When Stevan Kukic talks about troubled youth, he twists that term around. It's a semantic thing, he admits, referring to kids as youths first - before mentioning their problems. Kukic thinks it makes a difference.

Kukic says he believes in collaboration, which is a step beyond cooperation.Kukic, coordinator of programs for at-risk students at the State Office of Education, was part of a panel Thursday addressing the future of networking resources for Utah's adolescents. Other panelists were Norman Angus, executive director of the Utah Department of Human Services; William Vickrey, state court administrator; and Paul Thorpe, director of state division of mental health.

More than 600 state employees attended the conference at Snowbird, which focused on caring for troubled youth.

Kukic told the audience he understands adolescents' mistrust of state-level bureaucrats like himself - bureaucrats who talk a lot, use big words and rarely make effective changes.

But agencies need to work together and design inclusive programs, forgetting titles and focusing on the problem. He cited a successful example in the Cache School District, where alternative programs in mainstream schools have caused grade-point averages to rise and absenteeism to drop.

Advocates need to retain a sense of "tragic optimism" and work to regenerate a caring community, Kukic said.

Youths need life skills when they graduate from high school, as only 20 percent of Utahns have college degrees.

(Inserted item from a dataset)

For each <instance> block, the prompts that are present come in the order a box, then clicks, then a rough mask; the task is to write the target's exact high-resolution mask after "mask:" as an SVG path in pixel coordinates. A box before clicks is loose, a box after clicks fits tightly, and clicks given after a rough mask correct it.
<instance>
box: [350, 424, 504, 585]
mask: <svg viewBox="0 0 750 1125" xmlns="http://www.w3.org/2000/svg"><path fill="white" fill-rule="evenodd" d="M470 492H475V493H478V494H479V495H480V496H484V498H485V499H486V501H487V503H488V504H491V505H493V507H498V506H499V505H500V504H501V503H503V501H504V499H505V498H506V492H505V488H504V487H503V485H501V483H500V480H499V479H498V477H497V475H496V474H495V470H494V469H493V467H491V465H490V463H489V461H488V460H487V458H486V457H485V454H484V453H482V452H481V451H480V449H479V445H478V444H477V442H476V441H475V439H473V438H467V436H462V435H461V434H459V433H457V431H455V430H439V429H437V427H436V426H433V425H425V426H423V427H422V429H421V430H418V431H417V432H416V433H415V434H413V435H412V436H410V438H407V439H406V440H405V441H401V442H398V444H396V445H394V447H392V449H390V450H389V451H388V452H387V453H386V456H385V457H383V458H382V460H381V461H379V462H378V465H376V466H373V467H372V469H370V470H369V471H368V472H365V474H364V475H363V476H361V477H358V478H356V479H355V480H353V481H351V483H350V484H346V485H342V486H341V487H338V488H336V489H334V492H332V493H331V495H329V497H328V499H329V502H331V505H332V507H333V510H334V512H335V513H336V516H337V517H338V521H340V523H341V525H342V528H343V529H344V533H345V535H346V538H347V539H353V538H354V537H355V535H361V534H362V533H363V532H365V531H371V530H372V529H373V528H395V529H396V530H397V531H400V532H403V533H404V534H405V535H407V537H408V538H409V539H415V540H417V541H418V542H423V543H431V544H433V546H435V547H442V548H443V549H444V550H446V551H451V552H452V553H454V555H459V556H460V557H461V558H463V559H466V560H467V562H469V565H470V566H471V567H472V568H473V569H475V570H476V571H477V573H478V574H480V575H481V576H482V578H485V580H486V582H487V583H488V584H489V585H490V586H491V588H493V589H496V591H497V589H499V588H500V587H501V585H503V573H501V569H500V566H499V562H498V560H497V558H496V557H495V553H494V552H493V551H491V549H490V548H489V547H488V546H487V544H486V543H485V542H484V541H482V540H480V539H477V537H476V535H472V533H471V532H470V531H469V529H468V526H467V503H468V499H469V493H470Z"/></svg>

While 75 percent of high school students say they want to attend college, only 12 percent of Utah jobs require higher education.

Angus said human service programs can no longer be the state's dumping grounds, as the department's budget and staff are stretched beyond their ability to provide adequate services. "We came to the conclusion that in this system about the only way you get attention is when you have a crisis."

So Angus called a task force to bring together officials from various state departments to focus on programs that help youths in trouble. So far,"we're all addressing the issues from our own turf."

But Angus said he is convinced that prevention is the most cost-effective way to consider adolescent problems.

Vickrey encouraged advocates to remember youth and their families when considering programs, rather than just considering what is politically feasible. "Too often we think about managing well versus focusing on managing with some sense of purpose."